One of the sick nurses, 29-year-old Amber Joy Vinson, had scheduled a trip to Ohio to plan her wedding. Before boarding the flight, she called the CDC and said she was running a low fever.
She asked: Can I fly?
Yes, the CDC said.
Friedman said that was a mistake. Still, no worries. "She did not vomit, she was not bleeding, so the level of risk of people around her would be extremely low," he said.
Her fellow passengers aboard Frontier Airlines Flight 1143 were contacted by CDC and told: You've been exposed to Ebola. Frontier decontaminated the plane
Vinson visited three family members in Ohio who work at Kent State University. The school's president told them to stay home and monitor their health for 21 days.
Frieden accepted responsibility. "If a health care worker gets infected," he said, "that's on us, all of us."
Ebola became a political issue. President Obama summoned his Cabinet and spoke publicly about the situation Wednesday, promising "a much more aggressive" response. He called on foreign leaders to join the U.S. fight to contain the disease in Africa.
The president's spokesman struggled to tell reporters who was singularly in charge of the government's response. After listing an alphabet soup of agency leaders, Josh Earnest said Obama's homeland security adviser, Lisa Monaco, coordinates the bureaucracies. He added, "I think that is a completely reasonable management structure."
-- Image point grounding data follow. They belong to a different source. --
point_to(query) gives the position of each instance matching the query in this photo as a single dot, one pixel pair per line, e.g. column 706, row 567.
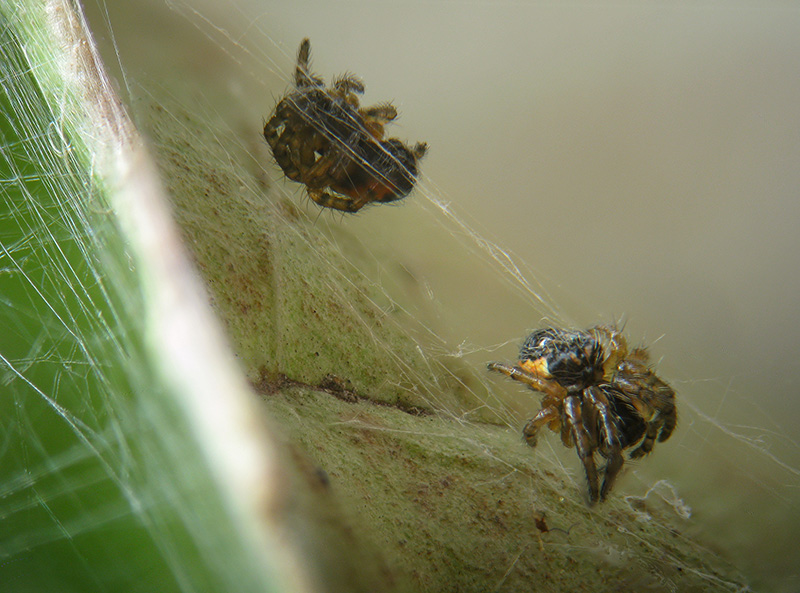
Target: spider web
column 569, row 183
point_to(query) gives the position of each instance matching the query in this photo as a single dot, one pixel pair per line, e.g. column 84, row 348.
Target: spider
column 321, row 138
column 600, row 396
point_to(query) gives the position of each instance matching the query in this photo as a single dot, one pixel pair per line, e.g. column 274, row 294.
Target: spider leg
column 611, row 445
column 550, row 388
column 545, row 416
column 302, row 75
column 328, row 200
column 649, row 440
column 670, row 420
column 349, row 83
column 572, row 412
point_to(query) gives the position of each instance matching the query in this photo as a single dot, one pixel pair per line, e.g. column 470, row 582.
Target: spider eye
column 574, row 359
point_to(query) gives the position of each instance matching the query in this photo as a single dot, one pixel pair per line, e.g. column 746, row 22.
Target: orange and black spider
column 601, row 397
column 321, row 138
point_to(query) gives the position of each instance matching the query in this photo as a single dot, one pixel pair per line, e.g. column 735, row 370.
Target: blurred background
column 589, row 163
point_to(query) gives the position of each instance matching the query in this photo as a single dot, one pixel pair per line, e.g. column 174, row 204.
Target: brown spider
column 601, row 397
column 321, row 138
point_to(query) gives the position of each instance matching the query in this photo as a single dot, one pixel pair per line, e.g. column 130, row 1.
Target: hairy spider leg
column 611, row 447
column 328, row 200
column 572, row 413
column 550, row 388
column 302, row 75
column 346, row 84
column 545, row 416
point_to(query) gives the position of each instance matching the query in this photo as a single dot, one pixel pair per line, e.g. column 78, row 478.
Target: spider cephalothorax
column 321, row 138
column 601, row 397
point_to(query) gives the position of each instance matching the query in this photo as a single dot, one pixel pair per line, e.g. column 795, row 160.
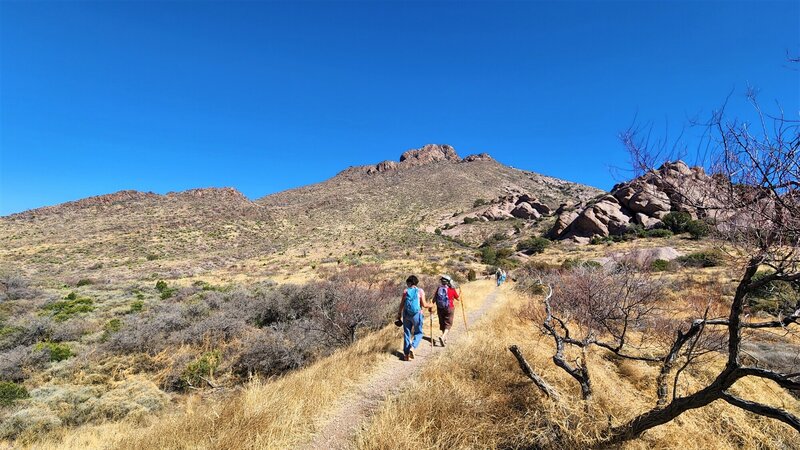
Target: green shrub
column 488, row 255
column 676, row 221
column 698, row 229
column 113, row 325
column 71, row 305
column 660, row 265
column 571, row 263
column 164, row 289
column 11, row 392
column 202, row 367
column 707, row 258
column 533, row 245
column 658, row 233
column 775, row 297
column 57, row 351
column 136, row 306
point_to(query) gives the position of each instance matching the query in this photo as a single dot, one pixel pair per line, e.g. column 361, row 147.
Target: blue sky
column 99, row 97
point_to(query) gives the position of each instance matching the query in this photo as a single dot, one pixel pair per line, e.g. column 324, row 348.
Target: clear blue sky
column 99, row 97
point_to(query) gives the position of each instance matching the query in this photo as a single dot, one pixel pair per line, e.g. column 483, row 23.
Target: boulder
column 541, row 208
column 525, row 211
column 563, row 221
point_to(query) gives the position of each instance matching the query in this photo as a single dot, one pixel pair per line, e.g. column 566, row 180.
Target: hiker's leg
column 419, row 323
column 408, row 324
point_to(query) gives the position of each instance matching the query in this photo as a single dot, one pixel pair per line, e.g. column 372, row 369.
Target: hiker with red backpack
column 412, row 319
column 445, row 306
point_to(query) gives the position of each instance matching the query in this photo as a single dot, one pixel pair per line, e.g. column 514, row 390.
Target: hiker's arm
column 402, row 304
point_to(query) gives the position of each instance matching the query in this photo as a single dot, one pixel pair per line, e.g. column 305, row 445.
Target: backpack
column 442, row 299
column 412, row 301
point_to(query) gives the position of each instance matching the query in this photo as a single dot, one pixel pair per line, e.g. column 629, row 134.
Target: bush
column 659, row 265
column 708, row 258
column 57, row 351
column 202, row 367
column 488, row 255
column 676, row 221
column 11, row 392
column 70, row 306
column 533, row 245
column 698, row 229
column 164, row 289
column 658, row 233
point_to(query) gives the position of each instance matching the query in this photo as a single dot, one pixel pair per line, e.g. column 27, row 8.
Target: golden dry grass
column 476, row 397
column 277, row 413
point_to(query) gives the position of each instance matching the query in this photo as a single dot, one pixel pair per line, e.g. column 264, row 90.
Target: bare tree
column 754, row 206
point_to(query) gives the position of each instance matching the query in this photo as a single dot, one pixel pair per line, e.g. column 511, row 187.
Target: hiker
column 445, row 306
column 411, row 313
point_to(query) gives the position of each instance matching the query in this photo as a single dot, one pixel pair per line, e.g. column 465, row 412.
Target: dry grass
column 476, row 397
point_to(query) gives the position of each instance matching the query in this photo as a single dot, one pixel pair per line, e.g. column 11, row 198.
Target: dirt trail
column 338, row 427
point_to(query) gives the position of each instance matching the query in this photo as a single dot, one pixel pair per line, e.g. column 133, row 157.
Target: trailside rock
column 600, row 219
column 525, row 211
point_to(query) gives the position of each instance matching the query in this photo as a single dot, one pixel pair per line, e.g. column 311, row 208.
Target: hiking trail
column 337, row 428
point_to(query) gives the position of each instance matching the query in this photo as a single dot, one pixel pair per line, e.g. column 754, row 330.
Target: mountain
column 379, row 211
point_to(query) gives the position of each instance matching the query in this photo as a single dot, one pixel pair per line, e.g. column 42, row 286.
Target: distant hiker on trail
column 411, row 313
column 445, row 306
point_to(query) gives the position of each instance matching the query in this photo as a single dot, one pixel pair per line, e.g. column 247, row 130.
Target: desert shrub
column 676, row 221
column 71, row 330
column 573, row 263
column 11, row 392
column 164, row 289
column 698, row 229
column 136, row 307
column 533, row 245
column 488, row 255
column 202, row 367
column 775, row 297
column 29, row 423
column 70, row 306
column 270, row 352
column 658, row 233
column 14, row 287
column 57, row 351
column 707, row 258
column 659, row 265
column 18, row 363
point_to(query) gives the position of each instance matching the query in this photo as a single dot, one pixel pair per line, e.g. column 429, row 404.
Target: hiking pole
column 463, row 314
column 431, row 327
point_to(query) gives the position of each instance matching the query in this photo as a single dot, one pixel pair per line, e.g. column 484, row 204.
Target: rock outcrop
column 428, row 154
column 642, row 201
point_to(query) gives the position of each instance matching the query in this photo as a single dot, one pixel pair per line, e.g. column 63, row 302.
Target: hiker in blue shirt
column 411, row 313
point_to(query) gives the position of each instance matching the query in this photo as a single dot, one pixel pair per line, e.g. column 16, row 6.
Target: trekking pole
column 431, row 327
column 463, row 314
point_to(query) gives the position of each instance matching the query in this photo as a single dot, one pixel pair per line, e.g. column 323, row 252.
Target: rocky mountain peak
column 428, row 154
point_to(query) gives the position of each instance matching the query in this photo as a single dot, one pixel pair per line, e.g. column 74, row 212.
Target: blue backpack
column 442, row 299
column 412, row 301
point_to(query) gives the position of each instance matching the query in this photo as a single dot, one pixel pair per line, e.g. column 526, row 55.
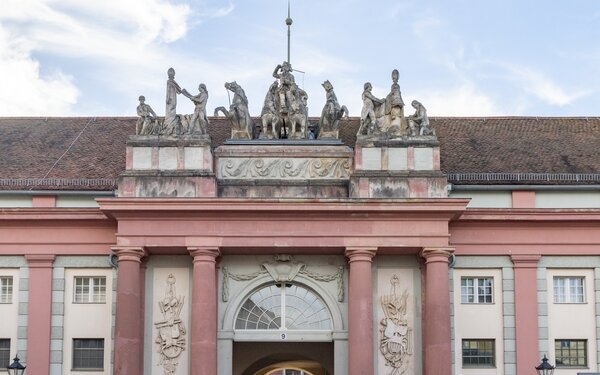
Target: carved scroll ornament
column 170, row 336
column 395, row 342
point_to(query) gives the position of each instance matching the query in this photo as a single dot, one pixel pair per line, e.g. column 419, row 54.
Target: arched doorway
column 283, row 328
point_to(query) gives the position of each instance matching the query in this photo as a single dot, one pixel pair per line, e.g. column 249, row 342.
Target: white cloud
column 545, row 88
column 463, row 100
column 24, row 91
column 123, row 39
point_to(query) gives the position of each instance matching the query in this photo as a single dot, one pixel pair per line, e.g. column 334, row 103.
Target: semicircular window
column 284, row 306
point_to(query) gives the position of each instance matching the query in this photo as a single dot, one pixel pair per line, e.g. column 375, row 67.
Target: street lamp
column 545, row 368
column 16, row 368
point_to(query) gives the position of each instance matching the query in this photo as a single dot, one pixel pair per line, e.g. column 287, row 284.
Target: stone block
column 398, row 159
column 167, row 158
column 193, row 158
column 423, row 159
column 371, row 158
column 142, row 158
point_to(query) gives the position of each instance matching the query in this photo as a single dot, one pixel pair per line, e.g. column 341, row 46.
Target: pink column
column 526, row 323
column 436, row 324
column 203, row 334
column 39, row 313
column 360, row 311
column 129, row 343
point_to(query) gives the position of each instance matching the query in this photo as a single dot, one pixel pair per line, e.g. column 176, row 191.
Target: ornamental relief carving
column 282, row 270
column 395, row 334
column 170, row 330
column 285, row 168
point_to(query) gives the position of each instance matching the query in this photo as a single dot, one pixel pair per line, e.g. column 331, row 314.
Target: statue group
column 285, row 113
column 175, row 125
column 384, row 118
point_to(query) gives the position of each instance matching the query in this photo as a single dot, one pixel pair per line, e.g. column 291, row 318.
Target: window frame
column 5, row 350
column 569, row 298
column 476, row 295
column 478, row 365
column 91, row 290
column 75, row 350
column 7, row 289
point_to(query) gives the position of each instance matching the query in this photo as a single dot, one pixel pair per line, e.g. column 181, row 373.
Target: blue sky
column 459, row 58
(The next time Earnest is asked, "Who's in charge?" he might just say, "The president.")
House Speaker John Boehner, Obama's chief rival in governing, called for a ban on travelers from nations affected by the outbreak. Some conservatives stretched to link the Ebola situation to lax immigration laws or to question Obama's patriotism. Rush Limbaugh suggested the outbreak may be a liberal plot to avenge slavery.
Many liberals dismissed concerns about government competence and said there was no reason to question Obama's leadership. Some mocked public fears.
The Washington Post summed things up nicely:
As Wednesday ended, Americans had to be wondering when the U.S. outbreak will be contained, and whether public officials' measured language and repeated reassurances are a gloss on a desperate and sometimes improvisational battle against a disease that in West Africa has killed more than 4,000 people.
I took the time to catalogue the mistakes and cynical responses, because it's important. Not so much because we need to adjust quickly to prevent a major Ebola outbreak in the United States. While that is a concern, it still strikes me as a relatively minor one, compared with what this fiasco says about the nation's ability to deal with a truly knee-buckling crisis.
A nuclear attack. An earthquake that levels major cities. A pandemic flu. The Bush administration worked with health care systems across the country to prepare for a worst-case scenario: A flu strain evolves and quickly sickens a third of all Americans, killing nearly 2 million. Pick your poison, and ask yourself, "Could we cope?"